Physics-Informed Neural Networks for Analysis of Spatial Beam Structures: A Kinematic Decomposition Approach
DOI:
https://doi.org/10.32347/2410-2547.2026.116.439-449Keywords:
Spatial steel members, Physics-Informed Neural Networks (PINN), Kinematic decomposition, Warping, Surrogate modeling, Coordinate scalingAbstract
The design of critical steel structures faces a persistent dilemma between computational speed and physical fidelity. While classical 1D beam elements are computationally efficient, they often fail to capture complex spatial effects like non-uniform torsion and cross-sectional distortion, whereas detailed 3D solid finite element models (FEM) offer reference accuracy but come at a prohibitive computational cost, making them unsuitable for real-time generative design or multi-objective optimization.
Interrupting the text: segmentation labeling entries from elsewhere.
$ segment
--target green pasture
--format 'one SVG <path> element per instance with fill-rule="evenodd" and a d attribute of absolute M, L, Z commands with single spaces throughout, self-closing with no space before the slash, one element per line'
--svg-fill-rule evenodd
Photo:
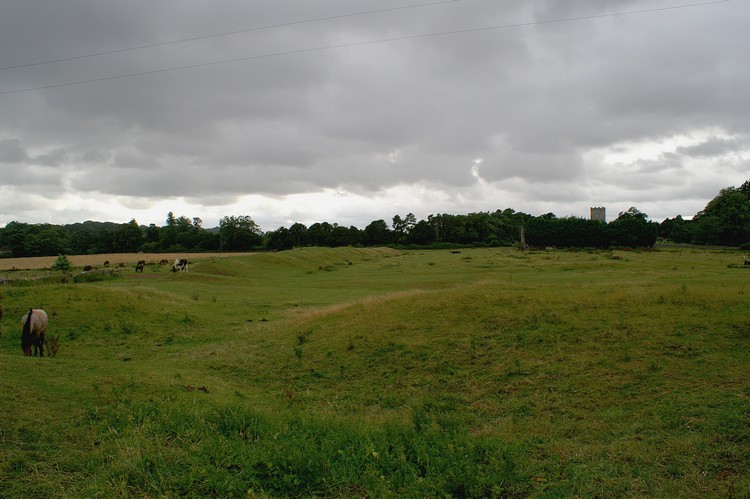
<path fill-rule="evenodd" d="M 0 497 L 748 497 L 738 262 L 303 248 L 0 286 Z M 22 356 L 32 306 L 54 357 Z"/>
This study proposes a novel Physics-Informed Neural Network (PINN) architecture designed to function as a real-time “AI-Surrogate” capable of predicting the stress-strain state of spatial members with the accuracy of a high-fidelity 3D FEM model but at analytical speeds. The proposed approach utilizes a Kinematic Decomposition strategy, separating the displacement field into a macroscopic “spine” behavior and a field of local cross-sectional deformations. This effectively reduces the dimensionality of the problem and allows for training on a compact dataset of 10,000 samples. To address the “linearization trap” and the vanishing gradient problem associated with predicting higher-order derivatives (curvature and bi-moments), we introduce a Coordinate Scaling technique. This method normalizes the derivative space, ensuring numerical stability and physical consistency of the solution. Validated against nonlinear 3D solid FEM simulations (Ansys), the model demonstrates high precision, achieving a Mean Absolute Error (MAE) of 0.08 mm for deflections and 0.2 mrad for torsion angles. Furthermore, the specialized physics-informed loss function successfully minimizes the curvature error to 1.510–4 m–2, ensuring the accurate recovery of internal forces. The results confirm that the proposed PINN architecture effectively bridges the gap between the speed of beam theories and the accuracy of volumetric models. The introduced Coordinate Scaling method proves critical for learning differential relationships in mechanics, paving the way for the next generation of real-time structural analysis tools.